New live stage monitoring technique - wanted to share

olorin

Member
I’ve used the FM3 for years now and love it. One thing that has always bothered me however, was what I perceived as excessive brightness through my monitor on stage. And I’ve watched a ton of great videos from Leon, Cooper Carter, etc for live sound tips. I’m the lead singer and only guitarist in a cover band playing the usual - bars, clubs, outdoor festivals, etc. I also run the sound from stage through our QSC PA. I’ve dialed in pretty good tones to my ears out of the FM3 and know that the brightness cuts through nicely in the mix. In addition, I’m a tele guy, so I know how bright the guitar is as well.

Was messing around with the Dyna cabs, which I now love and then a thought popped into my head - to simply use the Output 2 Global EQ band to send a second signal to the board to feed into my QSC K10 monitor, which I use for my guitar and vocals. So Output 1 goes to FOH with no Global EQ tweak. On Output 2 I cut the lows below about 100 Hz, the highs from 8k and up, and also reduce 2K and 4K about 2-3 dbs.

And voila, FOH gets signal it needs and now my monitor feed is like an amp in the room, without touching my FOH tone. Was considering getting a different FRFR for the stage but this seems like a great alternative and less gear to carry.

Don’t know if anyone posted anything like this so just wanted to share.
 
I use an FM3 and use a Qsc k8 as a monitor. The first live gig my tone was too thin.
So I changed around a few amps , reevaluated my low / high cuts and used Output 2 to do just as you did.
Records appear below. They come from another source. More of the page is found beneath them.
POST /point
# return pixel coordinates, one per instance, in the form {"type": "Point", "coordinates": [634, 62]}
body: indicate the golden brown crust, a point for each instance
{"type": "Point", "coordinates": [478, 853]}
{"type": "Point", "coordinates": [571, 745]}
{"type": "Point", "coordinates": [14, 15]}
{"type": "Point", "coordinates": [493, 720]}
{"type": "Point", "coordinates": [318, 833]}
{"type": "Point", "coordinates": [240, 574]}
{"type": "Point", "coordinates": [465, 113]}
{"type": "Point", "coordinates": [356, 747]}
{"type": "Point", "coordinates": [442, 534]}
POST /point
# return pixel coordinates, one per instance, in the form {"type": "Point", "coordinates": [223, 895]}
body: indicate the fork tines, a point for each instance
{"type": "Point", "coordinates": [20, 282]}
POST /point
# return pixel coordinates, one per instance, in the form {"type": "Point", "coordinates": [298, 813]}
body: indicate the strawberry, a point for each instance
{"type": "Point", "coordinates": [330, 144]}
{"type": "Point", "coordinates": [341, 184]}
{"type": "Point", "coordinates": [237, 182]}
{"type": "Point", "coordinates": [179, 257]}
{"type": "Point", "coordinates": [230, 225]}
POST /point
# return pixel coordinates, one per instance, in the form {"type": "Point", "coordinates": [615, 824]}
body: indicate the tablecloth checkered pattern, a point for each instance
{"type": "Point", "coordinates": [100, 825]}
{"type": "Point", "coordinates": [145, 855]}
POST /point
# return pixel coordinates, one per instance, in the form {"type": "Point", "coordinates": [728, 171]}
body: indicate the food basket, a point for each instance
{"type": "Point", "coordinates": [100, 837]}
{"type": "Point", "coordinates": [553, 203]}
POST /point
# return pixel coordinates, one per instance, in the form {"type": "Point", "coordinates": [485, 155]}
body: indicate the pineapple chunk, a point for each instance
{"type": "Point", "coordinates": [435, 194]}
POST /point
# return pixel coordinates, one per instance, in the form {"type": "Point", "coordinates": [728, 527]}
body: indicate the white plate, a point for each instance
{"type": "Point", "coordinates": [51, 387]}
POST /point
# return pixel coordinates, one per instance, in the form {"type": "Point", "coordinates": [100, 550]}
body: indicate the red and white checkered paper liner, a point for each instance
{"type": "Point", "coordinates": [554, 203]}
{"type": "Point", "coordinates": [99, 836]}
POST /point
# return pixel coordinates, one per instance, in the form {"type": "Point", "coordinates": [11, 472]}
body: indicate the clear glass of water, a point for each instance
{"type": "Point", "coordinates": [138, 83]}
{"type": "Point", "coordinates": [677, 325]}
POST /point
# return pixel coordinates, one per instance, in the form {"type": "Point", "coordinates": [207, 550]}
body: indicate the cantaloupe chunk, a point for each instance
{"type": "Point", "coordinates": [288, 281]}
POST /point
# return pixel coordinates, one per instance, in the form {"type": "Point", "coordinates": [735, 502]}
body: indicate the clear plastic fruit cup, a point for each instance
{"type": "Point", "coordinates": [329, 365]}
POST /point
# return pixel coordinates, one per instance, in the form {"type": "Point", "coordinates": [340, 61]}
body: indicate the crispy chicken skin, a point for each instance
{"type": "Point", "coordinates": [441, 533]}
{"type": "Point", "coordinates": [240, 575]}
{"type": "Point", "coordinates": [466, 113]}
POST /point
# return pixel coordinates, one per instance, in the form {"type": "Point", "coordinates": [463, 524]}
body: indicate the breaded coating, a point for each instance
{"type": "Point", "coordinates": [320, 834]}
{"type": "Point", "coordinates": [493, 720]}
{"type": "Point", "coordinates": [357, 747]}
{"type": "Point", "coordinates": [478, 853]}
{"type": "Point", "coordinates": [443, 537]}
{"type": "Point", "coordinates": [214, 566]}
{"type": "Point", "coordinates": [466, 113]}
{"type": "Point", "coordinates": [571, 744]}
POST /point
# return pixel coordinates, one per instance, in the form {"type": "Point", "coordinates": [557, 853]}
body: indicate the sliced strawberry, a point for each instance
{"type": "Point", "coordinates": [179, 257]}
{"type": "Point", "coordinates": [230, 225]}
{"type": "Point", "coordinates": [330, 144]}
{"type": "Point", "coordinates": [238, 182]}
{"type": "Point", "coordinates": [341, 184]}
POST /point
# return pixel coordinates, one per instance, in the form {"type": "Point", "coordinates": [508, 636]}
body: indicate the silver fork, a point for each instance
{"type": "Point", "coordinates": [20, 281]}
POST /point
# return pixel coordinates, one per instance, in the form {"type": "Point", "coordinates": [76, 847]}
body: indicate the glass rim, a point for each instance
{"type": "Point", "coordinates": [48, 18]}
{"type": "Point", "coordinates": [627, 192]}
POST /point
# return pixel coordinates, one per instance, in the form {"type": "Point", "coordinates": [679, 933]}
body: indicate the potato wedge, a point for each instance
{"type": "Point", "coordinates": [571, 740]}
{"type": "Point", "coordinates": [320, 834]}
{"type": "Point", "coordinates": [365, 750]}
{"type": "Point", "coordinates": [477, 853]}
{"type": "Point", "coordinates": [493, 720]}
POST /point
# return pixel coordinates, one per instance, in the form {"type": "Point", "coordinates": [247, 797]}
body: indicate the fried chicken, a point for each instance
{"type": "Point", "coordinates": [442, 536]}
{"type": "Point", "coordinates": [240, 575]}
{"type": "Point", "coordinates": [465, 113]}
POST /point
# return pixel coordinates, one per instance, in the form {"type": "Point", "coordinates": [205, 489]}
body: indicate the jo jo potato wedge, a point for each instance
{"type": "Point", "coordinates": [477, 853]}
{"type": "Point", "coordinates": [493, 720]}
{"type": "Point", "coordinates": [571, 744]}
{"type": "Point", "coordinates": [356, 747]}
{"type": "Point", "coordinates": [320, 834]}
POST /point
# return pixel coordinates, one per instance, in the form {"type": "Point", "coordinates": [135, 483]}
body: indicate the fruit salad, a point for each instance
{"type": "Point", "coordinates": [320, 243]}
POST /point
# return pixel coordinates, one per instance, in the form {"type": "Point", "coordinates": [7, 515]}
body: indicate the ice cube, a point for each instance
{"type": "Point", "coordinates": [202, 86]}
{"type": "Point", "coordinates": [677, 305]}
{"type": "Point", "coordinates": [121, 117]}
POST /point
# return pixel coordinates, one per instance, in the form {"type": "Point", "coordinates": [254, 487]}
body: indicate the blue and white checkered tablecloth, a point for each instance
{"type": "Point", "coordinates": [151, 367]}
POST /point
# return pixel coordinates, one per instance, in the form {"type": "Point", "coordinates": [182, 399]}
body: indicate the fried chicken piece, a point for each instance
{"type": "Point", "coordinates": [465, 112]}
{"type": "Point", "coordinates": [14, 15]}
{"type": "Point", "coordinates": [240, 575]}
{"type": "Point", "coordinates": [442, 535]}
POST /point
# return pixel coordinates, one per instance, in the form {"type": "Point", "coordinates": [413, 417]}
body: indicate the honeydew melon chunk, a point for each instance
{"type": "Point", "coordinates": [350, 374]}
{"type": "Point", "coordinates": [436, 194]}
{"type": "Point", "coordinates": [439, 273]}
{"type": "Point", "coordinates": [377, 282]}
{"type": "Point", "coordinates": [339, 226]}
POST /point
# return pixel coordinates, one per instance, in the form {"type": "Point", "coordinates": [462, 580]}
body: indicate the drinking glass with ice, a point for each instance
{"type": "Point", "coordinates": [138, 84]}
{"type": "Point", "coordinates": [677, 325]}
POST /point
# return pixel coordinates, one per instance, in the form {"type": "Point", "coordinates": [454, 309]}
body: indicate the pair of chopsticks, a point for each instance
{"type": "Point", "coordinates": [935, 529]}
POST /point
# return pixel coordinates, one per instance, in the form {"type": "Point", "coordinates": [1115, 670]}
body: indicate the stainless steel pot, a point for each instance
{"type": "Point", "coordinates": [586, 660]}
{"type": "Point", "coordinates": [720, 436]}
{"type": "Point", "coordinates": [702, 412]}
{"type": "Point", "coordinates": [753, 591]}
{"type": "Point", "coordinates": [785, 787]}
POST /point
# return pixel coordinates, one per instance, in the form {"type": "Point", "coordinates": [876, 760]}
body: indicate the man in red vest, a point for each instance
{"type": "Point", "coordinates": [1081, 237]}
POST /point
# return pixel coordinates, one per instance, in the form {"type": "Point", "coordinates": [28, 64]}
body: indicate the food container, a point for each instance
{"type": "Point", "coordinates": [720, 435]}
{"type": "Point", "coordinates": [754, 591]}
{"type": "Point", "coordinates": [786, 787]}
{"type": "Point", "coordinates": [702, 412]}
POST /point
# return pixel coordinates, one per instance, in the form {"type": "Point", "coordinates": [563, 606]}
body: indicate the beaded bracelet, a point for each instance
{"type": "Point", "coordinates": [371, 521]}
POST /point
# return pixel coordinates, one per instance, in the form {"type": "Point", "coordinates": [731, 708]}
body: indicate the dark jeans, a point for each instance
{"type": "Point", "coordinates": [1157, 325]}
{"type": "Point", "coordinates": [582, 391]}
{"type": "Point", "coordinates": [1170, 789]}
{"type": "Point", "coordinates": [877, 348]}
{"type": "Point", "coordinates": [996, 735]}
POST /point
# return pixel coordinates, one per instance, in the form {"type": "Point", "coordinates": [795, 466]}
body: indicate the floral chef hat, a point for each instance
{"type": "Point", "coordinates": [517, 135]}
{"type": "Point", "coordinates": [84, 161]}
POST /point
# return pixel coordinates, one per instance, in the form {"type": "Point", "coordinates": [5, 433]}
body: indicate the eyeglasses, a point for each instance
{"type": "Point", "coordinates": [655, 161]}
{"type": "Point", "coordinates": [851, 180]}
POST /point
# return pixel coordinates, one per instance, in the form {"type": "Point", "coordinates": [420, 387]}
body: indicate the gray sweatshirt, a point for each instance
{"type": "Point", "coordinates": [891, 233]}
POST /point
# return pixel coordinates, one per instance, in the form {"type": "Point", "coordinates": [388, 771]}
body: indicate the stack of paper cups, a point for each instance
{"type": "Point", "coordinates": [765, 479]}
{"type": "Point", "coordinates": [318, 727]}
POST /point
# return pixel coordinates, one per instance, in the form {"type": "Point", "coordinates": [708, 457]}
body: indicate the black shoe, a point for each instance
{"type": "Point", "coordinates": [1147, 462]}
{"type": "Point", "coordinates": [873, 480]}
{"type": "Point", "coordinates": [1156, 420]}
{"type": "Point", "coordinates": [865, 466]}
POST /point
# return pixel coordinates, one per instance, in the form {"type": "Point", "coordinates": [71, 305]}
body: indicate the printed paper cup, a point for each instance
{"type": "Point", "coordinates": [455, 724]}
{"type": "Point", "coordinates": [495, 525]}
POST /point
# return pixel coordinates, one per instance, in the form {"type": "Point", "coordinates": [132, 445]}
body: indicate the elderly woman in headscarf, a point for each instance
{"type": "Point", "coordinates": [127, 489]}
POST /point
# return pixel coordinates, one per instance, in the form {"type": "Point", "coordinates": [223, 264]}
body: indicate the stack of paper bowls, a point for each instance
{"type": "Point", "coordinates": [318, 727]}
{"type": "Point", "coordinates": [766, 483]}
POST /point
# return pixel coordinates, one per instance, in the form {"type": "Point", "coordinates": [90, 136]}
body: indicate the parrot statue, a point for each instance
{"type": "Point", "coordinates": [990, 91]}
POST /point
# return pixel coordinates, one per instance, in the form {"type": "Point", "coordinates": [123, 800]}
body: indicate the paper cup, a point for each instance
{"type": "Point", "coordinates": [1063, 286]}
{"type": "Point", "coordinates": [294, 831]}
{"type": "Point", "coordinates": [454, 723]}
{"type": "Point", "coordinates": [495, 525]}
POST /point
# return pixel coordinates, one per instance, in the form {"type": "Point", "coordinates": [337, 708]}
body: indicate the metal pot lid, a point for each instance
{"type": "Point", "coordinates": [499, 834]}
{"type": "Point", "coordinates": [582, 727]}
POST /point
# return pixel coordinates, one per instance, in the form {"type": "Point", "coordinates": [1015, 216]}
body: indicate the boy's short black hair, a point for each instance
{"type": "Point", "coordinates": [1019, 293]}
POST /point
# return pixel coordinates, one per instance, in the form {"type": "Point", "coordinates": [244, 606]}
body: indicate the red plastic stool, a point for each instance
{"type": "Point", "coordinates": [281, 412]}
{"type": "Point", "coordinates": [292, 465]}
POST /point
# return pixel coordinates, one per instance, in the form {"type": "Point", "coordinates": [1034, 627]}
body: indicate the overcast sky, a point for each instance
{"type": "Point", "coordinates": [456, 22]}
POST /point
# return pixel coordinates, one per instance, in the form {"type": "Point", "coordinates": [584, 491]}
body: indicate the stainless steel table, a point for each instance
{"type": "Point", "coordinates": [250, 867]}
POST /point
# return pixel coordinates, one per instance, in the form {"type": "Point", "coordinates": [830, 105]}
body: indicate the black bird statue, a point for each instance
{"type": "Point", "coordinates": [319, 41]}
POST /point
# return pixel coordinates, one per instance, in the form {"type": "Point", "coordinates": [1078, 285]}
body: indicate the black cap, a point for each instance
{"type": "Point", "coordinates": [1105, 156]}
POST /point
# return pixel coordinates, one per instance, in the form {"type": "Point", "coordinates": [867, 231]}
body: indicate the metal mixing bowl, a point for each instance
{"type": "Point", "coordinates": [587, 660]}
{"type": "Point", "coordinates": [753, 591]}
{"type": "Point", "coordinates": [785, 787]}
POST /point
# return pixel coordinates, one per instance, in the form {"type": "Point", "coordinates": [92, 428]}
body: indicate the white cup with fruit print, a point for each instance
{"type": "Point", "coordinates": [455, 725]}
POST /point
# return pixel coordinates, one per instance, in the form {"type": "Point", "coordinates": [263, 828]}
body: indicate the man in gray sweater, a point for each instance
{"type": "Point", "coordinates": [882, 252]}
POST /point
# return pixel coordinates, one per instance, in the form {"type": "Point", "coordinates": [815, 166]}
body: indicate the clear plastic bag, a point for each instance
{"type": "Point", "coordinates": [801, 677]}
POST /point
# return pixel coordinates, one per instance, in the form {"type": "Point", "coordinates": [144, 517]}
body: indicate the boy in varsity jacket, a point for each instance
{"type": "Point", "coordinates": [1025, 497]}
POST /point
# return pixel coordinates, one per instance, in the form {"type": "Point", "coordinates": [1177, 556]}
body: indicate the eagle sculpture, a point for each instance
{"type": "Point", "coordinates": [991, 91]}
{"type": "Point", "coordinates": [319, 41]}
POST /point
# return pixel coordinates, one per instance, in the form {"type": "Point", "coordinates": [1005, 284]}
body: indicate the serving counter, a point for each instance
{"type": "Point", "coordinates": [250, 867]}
At home it definitely sounds much better but need another gig before I get too cocky.
 
Thanks!

Do you also EQ in the cab block? I ask because I've found that in order to get close to what I'd typically get with a mic'd cab, I do need to do some EQing - including cutting lows and highs at about the frequencies where you are - notwithstanding that this shouldn't be the case (for example, the cuts inherent in using a mic'd guitar cab should already be reflected in the IR?). And I chose to do it in the Cab block because I run some things through the FM3 that may warrant extended range (including acoustic instruments and including synths), so my thinking is that when using electric guitar with the Cab blocks the EQ cuts will be in place, but when I bypass the Cab block for acoustic instruments, synths, etc. I'm not necessarily cutting (though of course I can still add those, if warranted, using an EQ block or other mechanism). One advantage of your approach though is that FoH can do their owns cuts (though I suspect in many cases they are doing similar - for example, HPF and LPF), whereas I'm cutting right in the preset/scenes so FoH doesn't even get the extended range.
 
I actually us a PEQ right after the cab block to make any tweaks that I need. I had stayed away from Dyna Cabs, but really took some time with them and now use them exclusively. My clean tone is a 59 Bassman amp and believe it or not I found the Dyna Cab Princetone to be exactly what I was looking for.
 
I’m sure you could send only one output with the same cuts to both monitor and foh.

These are reasonable cuts and exactly what you would send to foh.